Secondary sclerosing cholangitis
The secondary sclerosing cholangitis (SSC) is a disease of the intrahepatic bile ducts with sclerotic reconstruction, mostly as a result of obstruction of the bile ducts is formed. The cause is often unknown. Compared to primary sclerosing cholangitis (PSC), the course is more severe and progressive in some cases.
root cause
The cause is typically an obstruction in the draining biliary tract (such as a calculus). In rare cases, reduced blood flow in the biliary tract, the introduction of chemotherapeutic agents or congenital diseases ( e.g. polyarteritis nodosa ) can be the cause.

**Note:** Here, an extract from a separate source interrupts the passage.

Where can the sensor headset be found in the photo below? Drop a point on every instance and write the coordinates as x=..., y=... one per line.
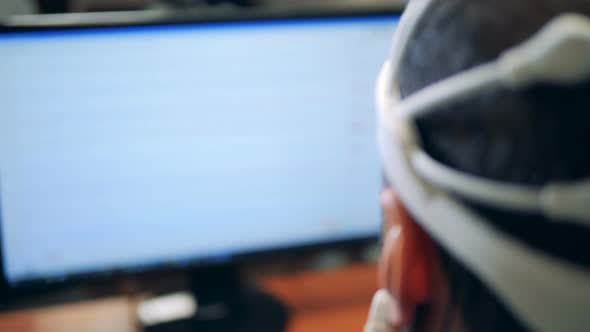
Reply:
x=546, y=293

SSC has also been described for patients in the intensive care unit (without any identifiable causes). However, there are indications that an occlusion of the biliary tract is also likely, since the biliary tract is then filled with a viscous fluid.
Diagnosis
Typically, the liver values are greatly increased . ERCP is suitable for making a diagnosis , showing stenotic narrowing of the biliary tract. The formation of a so-called cast is characteristic histologically . This is a cast of the biliary tract through protein deposits .
therapy
A causal therapy is currently not possible. A cure can only be achieved through a liver transplant . Medicinal improvement through ursodeoxycholic acid, as in primary sclerosing cholangitis, is hardly apparent. However, there is evidence that budesonide can relieve symptoms .
Individual evidence
- ↑ CM Gelbmann et al.: Secondary sclerosing cholangitis in intensive care patients. In: The gastroenterologist. Jan 2008, 3 1, pp. 45-50, Springer Verlag, (online) .
- ↑ Prim. Prof. Dr. Ludwig Kramer 1st Medical Department with Gastroenterology Hospital Hietzing with Neurological Center Rosenhügel Vienna.